Skip to content

t-Tests, Effect Sizes, and Power

This chapter revisits t-tests for two-group comparisons, introduces effect sizes, and discusses power qualitatively for food spectroscopy.

t-tests recap

  • One-sample: Compare a mean to a reference ( \mu_0 ).
  • Two-sample (Welch): Compare two independent group means.
  • Paired: Compare matched pairs (before/after heating).
  • Statistic (two-sample, Welch): ( t = \frac{\bar{x}_1 - \bar{x}_2}{\sqrt{s_1^2/n_1 + s_2^2/n_2}} )

Effect sizes

  • Cohen’s d: Standardized mean difference.
  • Pooled SD: ( d = (\bar{x}_1 - \bar{x}_2)/s_p ).
  • Interpret alongside p-values to gauge magnitude.
  • Confidence intervals: Not computed directly in FoodSpec; use bootstrap resampling (e.g., bootstrap_metric on Cohen’s d) to obtain empirical CIs, or rely on external stats libraries if analytic CIs are required.

Power (qualitative)

  • Influenced by effect size, variance, sample size, and significance level.
  • More replicates and lower noise increase power; good preprocessing reduces variance.
  • For small datasets, lack of significance may reflect low power rather than no effect.
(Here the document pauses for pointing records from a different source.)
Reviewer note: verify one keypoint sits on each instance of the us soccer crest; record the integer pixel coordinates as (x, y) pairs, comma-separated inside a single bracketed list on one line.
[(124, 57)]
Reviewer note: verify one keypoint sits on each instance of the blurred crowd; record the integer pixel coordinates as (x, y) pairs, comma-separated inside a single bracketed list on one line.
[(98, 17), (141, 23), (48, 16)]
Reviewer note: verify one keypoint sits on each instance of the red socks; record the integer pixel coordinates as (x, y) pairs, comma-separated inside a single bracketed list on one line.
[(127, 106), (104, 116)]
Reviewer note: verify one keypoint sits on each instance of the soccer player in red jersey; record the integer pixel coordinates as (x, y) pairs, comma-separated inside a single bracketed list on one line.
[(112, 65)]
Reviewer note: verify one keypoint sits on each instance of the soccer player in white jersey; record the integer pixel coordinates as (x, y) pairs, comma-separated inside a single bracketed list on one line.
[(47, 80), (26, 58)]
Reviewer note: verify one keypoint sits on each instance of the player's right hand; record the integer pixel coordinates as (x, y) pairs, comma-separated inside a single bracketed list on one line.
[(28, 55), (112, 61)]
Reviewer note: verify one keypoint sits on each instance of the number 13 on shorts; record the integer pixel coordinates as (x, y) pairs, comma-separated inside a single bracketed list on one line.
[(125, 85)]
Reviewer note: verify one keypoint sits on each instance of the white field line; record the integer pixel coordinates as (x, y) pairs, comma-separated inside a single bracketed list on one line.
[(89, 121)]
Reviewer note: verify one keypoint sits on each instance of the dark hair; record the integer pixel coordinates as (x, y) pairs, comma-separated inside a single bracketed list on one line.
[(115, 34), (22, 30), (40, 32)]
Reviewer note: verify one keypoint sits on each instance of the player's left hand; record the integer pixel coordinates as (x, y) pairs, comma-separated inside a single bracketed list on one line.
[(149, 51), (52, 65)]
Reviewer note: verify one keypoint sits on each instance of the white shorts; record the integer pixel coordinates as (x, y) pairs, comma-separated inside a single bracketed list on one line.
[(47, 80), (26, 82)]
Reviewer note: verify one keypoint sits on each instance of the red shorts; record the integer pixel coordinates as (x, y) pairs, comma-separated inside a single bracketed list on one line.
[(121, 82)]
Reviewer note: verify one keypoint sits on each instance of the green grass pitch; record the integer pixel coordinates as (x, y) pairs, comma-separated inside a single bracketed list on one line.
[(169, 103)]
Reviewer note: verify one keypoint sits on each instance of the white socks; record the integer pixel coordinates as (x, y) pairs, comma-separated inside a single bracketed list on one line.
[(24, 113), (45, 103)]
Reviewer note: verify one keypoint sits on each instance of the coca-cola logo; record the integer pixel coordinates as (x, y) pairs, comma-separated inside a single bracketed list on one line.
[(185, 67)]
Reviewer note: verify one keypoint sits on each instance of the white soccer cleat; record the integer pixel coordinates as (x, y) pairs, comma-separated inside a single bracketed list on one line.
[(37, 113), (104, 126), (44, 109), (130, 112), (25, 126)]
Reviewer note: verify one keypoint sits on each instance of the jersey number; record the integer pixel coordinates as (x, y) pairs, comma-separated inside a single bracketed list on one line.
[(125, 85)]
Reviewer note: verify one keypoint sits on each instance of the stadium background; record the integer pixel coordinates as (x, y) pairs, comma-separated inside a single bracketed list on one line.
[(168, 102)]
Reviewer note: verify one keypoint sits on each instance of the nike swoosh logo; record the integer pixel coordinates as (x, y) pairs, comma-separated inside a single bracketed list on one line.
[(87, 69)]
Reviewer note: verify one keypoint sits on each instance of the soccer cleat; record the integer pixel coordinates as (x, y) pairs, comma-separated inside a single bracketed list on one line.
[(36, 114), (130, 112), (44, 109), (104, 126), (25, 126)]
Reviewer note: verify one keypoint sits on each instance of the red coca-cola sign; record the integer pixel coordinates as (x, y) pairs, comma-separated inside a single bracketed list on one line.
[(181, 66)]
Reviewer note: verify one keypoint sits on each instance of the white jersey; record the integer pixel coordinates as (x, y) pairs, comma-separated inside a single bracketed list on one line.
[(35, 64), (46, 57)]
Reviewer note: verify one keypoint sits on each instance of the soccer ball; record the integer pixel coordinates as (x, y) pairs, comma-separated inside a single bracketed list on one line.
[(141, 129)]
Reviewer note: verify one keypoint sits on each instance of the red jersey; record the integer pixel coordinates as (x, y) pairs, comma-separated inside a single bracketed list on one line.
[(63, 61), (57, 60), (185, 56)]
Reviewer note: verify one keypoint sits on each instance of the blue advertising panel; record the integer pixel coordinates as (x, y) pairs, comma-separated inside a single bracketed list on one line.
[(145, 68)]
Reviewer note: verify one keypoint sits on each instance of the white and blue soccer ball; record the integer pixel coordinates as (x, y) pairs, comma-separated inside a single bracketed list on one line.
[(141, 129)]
Food spectroscopy examples

  • Compare peak ratio between authentic vs suspect batches (two-sample).
  • Paired comparison before/after mild heating of the same oil.

Code snippet

from foodspec.stats import run_ttest, compute_cohens_d

g1 = [1.0, 1.1, 0.9]
g2 = [1.8, 1.9, 1.7]
res = run_ttest(g1, g2)
print(res.summary)
print("Cohen's d:", compute_cohens_d(g1, g2))

Interpretation

  • Report t-statistic, df, p-value, and effect size. Discuss practical importance (e.g., does d correspond to meaningful quality change?).
  • Avoid equating non-significance with equivalence; consider power and confidence intervals.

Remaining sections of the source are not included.